Dziś 33-latek, który dla "Królewskich" strzelił dwie bramki, a w reprezentacji Holandii U-21 zdobył siedem goli, jest bankrutem. Tak zadecydował niedawno sąd w Bremie, ogłaszając upadłość konsumencką zawodnika. Drenthe miał stracić około 3,5 miliona euro. Dziś gra w trzecioligowym klubie holenderskich rozgrywek - Kozakken Boys.
"Jesteśmy w trakcie rozmów z 33-letnim Holendrem Roystonem Drenthe odnośnie jego ewentualnego transferu do Victorii Cisek. Były piłkarz między innymi Realu Madryt przebywa obecnie w Holandii. Wkrótce poinformujemy o dalszych rezultatach, które mamy nadzieję będą pozytywne" - napisał LKS Victoria Cisek na swoim koncie na Twitterze w nocy 5 grudnia.

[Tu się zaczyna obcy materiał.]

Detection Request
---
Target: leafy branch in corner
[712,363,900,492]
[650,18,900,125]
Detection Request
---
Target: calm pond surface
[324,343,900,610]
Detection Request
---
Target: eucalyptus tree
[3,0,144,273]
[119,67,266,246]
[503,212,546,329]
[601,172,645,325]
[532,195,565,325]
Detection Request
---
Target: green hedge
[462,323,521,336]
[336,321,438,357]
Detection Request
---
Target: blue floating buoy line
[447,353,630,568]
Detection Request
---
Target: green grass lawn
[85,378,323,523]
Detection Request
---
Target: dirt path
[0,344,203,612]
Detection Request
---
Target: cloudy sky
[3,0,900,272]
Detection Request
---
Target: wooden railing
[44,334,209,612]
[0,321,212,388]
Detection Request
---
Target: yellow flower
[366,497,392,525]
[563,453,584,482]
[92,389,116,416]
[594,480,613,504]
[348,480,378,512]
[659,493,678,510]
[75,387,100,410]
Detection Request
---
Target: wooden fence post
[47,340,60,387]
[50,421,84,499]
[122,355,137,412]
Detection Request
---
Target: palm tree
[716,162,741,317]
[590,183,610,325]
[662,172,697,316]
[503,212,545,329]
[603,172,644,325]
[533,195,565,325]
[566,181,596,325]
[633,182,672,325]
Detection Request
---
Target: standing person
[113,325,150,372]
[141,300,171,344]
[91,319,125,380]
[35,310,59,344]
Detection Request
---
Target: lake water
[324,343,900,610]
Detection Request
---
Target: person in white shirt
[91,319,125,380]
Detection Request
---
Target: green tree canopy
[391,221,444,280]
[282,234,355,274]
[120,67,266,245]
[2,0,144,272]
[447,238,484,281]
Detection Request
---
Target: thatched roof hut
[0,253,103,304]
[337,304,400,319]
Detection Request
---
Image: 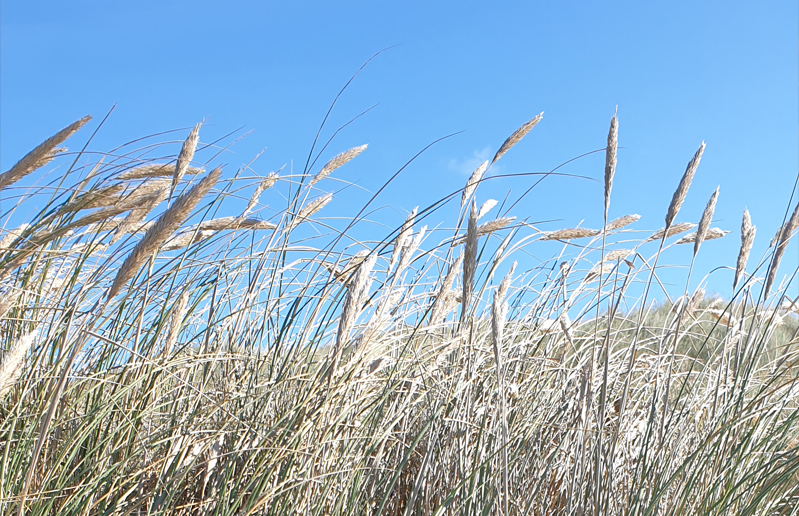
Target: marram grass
[0,115,799,516]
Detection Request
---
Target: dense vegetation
[0,111,799,515]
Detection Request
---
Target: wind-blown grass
[0,115,799,515]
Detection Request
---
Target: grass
[0,116,799,515]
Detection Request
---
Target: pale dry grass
[0,110,799,516]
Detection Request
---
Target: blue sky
[0,0,799,294]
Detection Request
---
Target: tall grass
[0,115,799,515]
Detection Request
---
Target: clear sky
[0,0,799,295]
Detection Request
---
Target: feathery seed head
[677,228,729,245]
[106,168,222,300]
[0,329,38,400]
[294,193,333,226]
[694,187,723,256]
[541,228,600,240]
[732,208,757,291]
[461,160,488,208]
[461,201,478,323]
[477,199,497,220]
[0,116,92,190]
[605,214,641,231]
[605,113,619,220]
[308,145,368,186]
[169,122,203,197]
[241,172,277,217]
[491,111,544,165]
[644,222,696,243]
[666,142,705,227]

W jednej z odpowiedzi pod twittem pojawił się kolejny wpis ciseckiego klubu informujący, że to ogłoszenie bankructwa przez Holendra było impulsem do powzięcia starań na ściągnięcie go do Ciska. Z tej transakcji płynąłby profit dla każdej ze stron. "On (pomógłby - red.) nam wizerunkowo, my mu w życiu" - czytamy na Twitterze klubu występującego w drugiej grupie opolskiej okręgówki. Jesienną rundę zakończył na przedostatnim miejscu w tabeli z 13 punktami na koncie.

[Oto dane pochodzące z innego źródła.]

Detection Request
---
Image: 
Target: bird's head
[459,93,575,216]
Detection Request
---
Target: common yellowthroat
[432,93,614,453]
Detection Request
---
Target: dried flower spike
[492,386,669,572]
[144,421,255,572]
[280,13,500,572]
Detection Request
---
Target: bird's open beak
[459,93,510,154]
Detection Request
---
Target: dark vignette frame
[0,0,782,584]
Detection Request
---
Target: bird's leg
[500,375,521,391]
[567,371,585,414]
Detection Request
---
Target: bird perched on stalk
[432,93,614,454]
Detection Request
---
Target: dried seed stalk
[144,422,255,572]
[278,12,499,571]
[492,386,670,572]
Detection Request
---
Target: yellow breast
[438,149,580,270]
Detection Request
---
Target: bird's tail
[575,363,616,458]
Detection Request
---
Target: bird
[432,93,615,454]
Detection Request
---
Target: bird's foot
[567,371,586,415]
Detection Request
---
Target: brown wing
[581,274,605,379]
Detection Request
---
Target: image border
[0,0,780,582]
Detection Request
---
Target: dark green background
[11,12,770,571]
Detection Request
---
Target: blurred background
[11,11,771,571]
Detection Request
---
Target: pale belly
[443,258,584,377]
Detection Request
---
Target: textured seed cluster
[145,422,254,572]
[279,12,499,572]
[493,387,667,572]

Nie ulega wątpliwości, że gdyby sława i pieniądze nie miały złego wpływu na Drenthe, dziś znajdowałby się w zupełnie innym miejscu. Szansa, jaką otworzyłoby przez ciseckim klubem pozyskanie znanego nazwiska, byłaby nie do przecenienia. Byłby to kolejny podobny przypadek w Polsce. Przykładem jest choćby Dawid Janczyk. Ten były reprezentant Polski, zawodnik CSK Moskwa, Legii Warszawa czy Piasta Gliwice dziś występuje w LZS Piotrówka - klubie na tym samym poziomie, co Victoria. Jest i portugalski skrzydłowy i napastnik Fabio Paim, który grał w barwach Sportingu Lizbona i Chelsea, a od 2020 r. reprezentuje IV-ligowy LZS Starowice Dolne.
Skontaktowaliśmy się 6 grudnia z prezesem LKS Victoria Cisek Adrianem Nidą. - Szczegółów na razie nie chcemy zdradzać. Więcej informacji podamy w najbliższy wtorek lub środę - poinformował nas prezes Nida.